Re: PATCH: index-only scans with partial indexes

From: Tomas Vondra <tomas(dot)vondra(at)2ndquadrant(dot)com>
To: Tom Lane <tgl(at)sss(dot)pgh(dot)pa(dot)us>
Cc: PostgreSQL-development <pgsql-hackers(at)postgresql(dot)org>
Subject: Re: PATCH: index-only scans with partial indexes
Date: 2015-07-11 12:00:53
Message-ID: 55A10575.90301@2ndquadrant.com
Views: Raw Message | Whole Thread | Download mbox | Resend email
Thread:
Lists: pgsql-hackers

Hi,

On 07/10/2015 10:43 PM, Tom Lane wrote:
> Tomas Vondra <tomas(dot)vondra(at)2ndquadrant(dot)com> writes:
>> currently partial indexes end up not using index only scans in most
>> cases, because check_index_only() is overly conservative, as explained
>> in this comment:
>> ...
>
>> I've done a bunch of tests, and I do see small (hardly noticeable)
>> increase in planning time with long list of WHERE clauses, because all
>> those need to be checked against the index predicate. Not sure if this
>> is what's meant by 'quite expensive' in the comment. Moreover, this was
>> more than compensated by the IOS benefits (even with everything in RAM).
>
>> But maybe it's possible to fix that somehow? For example, we're
>> certainly doing those checks elsewhere when deciding which clauses need
>> to be evaluated at run-time, so maybe we could cache that somehow?
>
> The key problem here is that you're doing those proofs vastly earlier
> than before, for indexes that might not get used at all in the final
> plan. If you do some tests with multiple partial indexes you will
> probably see a bigger planning-time penalty.
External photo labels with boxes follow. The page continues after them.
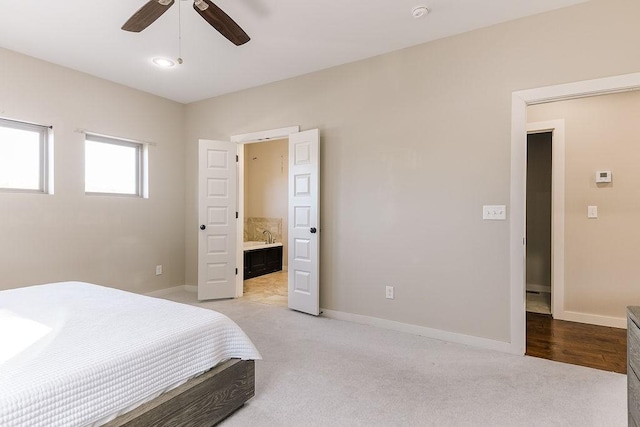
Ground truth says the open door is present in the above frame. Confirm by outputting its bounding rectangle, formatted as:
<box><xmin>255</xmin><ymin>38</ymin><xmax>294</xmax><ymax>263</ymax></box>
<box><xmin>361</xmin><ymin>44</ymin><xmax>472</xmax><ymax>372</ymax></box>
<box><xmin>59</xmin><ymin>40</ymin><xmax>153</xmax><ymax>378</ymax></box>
<box><xmin>198</xmin><ymin>140</ymin><xmax>237</xmax><ymax>300</ymax></box>
<box><xmin>288</xmin><ymin>129</ymin><xmax>320</xmax><ymax>316</ymax></box>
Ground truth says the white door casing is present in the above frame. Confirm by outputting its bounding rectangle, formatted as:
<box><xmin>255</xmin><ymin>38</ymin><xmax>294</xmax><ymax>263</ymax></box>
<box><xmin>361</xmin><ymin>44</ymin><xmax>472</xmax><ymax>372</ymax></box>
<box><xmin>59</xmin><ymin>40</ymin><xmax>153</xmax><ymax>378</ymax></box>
<box><xmin>198</xmin><ymin>140</ymin><xmax>237</xmax><ymax>300</ymax></box>
<box><xmin>288</xmin><ymin>129</ymin><xmax>320</xmax><ymax>316</ymax></box>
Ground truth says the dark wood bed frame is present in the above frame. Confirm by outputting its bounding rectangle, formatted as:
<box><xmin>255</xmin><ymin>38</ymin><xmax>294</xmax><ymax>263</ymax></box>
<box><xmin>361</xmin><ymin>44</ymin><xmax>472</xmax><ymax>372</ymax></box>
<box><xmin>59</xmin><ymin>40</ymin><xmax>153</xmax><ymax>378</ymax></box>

Hmmm. Maybe we could get a bit smarter by looking at the attnums of each
clause before doing the expensive stuff (which is predicate_implied_by I
believe), exploiting a few simple observations:

* if the clause is already covered by attrs_used, we don't need to
process it at all

* if the clause uses attributes not included in the index predicate,
we know it can't be implied

Of course, those are local optimizations, and can't fix some of the
problems (e.g. a lot of partial indexes).

> Perhaps we should bite the bullet and do it anyway, but I'm pretty
> suspicious of any claim that the planning cost is minimal.

Perhaps - I'm not claiming the planning cost is minimal. It was in the
tests I've done, but no doubt it's possible to construct examples where
the planning time will get much worse. With 30 partial indexes, I got an
increase from 0.01 ms to ~2.5ms on simple queries.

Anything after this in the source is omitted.